Batu bata tahan api isolasi ringan banyak digunakan dalam sistem isolasi tungku pembakaran. Penerapan batu bata tahan api isolasi ringan telah mencapai efek penghematan energi dan perlindungan lingkungan tertentu di industri suhu tinggi.

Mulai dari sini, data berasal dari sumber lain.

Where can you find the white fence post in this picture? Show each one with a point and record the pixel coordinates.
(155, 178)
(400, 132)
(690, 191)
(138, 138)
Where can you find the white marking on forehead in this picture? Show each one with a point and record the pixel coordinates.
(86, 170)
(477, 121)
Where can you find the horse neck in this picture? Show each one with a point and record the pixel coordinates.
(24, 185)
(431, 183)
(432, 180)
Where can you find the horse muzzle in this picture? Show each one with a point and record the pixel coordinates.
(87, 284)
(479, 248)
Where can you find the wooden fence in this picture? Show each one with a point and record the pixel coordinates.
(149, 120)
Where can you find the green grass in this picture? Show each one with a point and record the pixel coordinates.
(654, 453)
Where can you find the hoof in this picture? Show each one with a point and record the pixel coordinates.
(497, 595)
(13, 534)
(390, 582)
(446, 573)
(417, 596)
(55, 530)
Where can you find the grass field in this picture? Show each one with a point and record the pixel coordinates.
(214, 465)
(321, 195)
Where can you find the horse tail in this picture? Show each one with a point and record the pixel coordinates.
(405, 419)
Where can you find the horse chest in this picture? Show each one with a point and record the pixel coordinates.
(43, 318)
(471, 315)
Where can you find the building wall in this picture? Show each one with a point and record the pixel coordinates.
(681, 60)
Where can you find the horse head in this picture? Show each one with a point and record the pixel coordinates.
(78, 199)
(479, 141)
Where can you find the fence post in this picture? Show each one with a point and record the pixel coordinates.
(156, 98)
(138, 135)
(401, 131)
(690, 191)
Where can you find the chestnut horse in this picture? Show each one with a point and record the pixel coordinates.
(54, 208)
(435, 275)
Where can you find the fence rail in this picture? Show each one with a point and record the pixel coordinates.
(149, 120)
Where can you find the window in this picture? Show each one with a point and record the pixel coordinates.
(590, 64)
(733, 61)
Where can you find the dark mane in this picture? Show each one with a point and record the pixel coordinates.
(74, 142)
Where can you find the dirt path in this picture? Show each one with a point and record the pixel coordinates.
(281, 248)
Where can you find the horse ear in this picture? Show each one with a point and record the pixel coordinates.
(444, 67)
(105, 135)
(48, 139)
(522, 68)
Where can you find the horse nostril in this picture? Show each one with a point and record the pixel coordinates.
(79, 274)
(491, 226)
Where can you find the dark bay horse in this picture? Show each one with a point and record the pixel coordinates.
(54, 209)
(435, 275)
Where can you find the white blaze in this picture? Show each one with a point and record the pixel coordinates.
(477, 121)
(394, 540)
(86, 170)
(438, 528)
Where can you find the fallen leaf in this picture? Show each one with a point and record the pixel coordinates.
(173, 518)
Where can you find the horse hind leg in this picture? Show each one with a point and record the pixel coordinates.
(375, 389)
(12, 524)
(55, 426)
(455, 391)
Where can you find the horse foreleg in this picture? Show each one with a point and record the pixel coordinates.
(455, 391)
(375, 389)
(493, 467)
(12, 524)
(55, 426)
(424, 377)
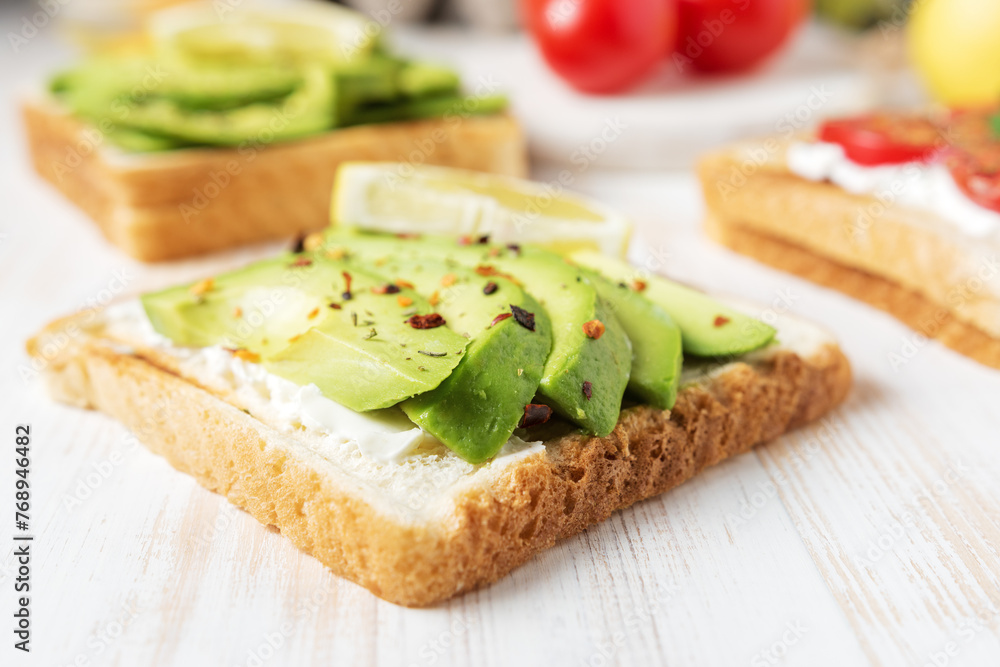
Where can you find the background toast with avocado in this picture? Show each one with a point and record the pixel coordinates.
(205, 139)
(433, 524)
(929, 259)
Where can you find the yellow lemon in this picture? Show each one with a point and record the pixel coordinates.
(955, 46)
(402, 198)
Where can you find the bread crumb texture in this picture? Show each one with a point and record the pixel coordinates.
(489, 527)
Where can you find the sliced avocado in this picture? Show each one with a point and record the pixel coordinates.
(657, 356)
(362, 351)
(418, 79)
(708, 328)
(371, 81)
(476, 409)
(220, 88)
(428, 107)
(601, 363)
(308, 110)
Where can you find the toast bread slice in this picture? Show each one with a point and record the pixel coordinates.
(906, 261)
(440, 534)
(161, 206)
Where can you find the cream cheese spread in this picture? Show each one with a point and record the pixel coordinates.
(925, 186)
(385, 436)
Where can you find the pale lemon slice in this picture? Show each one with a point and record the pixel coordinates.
(306, 32)
(403, 199)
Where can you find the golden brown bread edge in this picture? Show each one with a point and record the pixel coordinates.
(493, 529)
(806, 228)
(161, 206)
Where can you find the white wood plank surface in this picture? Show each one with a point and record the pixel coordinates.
(869, 538)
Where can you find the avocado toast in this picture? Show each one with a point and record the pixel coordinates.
(177, 148)
(417, 515)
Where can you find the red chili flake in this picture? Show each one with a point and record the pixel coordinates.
(347, 286)
(523, 317)
(499, 318)
(429, 321)
(594, 329)
(534, 414)
(486, 270)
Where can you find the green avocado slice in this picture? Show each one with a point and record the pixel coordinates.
(476, 409)
(585, 377)
(708, 328)
(657, 356)
(307, 110)
(363, 352)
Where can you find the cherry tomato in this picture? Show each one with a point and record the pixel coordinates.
(882, 139)
(978, 176)
(734, 35)
(602, 46)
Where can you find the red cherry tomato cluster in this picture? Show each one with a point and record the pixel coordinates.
(965, 142)
(606, 46)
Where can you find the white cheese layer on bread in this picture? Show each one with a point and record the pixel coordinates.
(411, 472)
(925, 186)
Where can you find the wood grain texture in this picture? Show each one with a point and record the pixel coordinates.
(149, 569)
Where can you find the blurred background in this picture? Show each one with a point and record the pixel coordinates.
(691, 75)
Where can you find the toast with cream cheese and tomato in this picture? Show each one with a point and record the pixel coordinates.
(901, 211)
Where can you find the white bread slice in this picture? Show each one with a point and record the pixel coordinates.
(468, 526)
(909, 262)
(161, 206)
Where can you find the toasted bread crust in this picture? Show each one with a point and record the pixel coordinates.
(182, 203)
(912, 249)
(911, 308)
(491, 528)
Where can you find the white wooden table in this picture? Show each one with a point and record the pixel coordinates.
(870, 538)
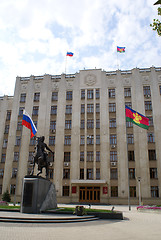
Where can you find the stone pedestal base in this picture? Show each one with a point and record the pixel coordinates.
(38, 194)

Batu bata tahan api isolasi ringan adalah bahan isolasi dengan kepadatan curah rendah, porositas tinggi, dan konduktivitas termal rendah. Karakteristiknya yang memiliki kepadatan rendah dan konduktivitas termal rendah menjadikannya tak tergantikan dalam tungku industri.
Proses produksibatu bata tahan api isolasi ringan
1. Timbang bahan baku sesuai rasio yang dibutuhkan, giling setiap bahan hingga menjadi bentuk bubuk. Tambahkan air ke pasir silika untuk membuat bubur dan panaskan terlebih dahulu pada suhu 45-50 ℃;
2. Tambahkan sisa bahan baku ke dalam adonan dan aduk. Setelah tercampur sempurna, tuangkan adonan campuran ke dalam cetakan dan panaskan hingga 65-70 °C untuk proses pembusaan. Jumlah busa yang dihasilkan lebih dari 40% dari total bahan. Setelah pembusaan, diamkan pada suhu 40 °C selama 2 jam.
3. Setelah diam, masuk ke ruang pengukusan untuk pengukusan, dengan tekanan pengukusan 1,2 MPa, suhu pengukusan 190 ℃, dan waktu pengukusan 9 jam;
4. Sintering suhu tinggi, suhu 800 ℃.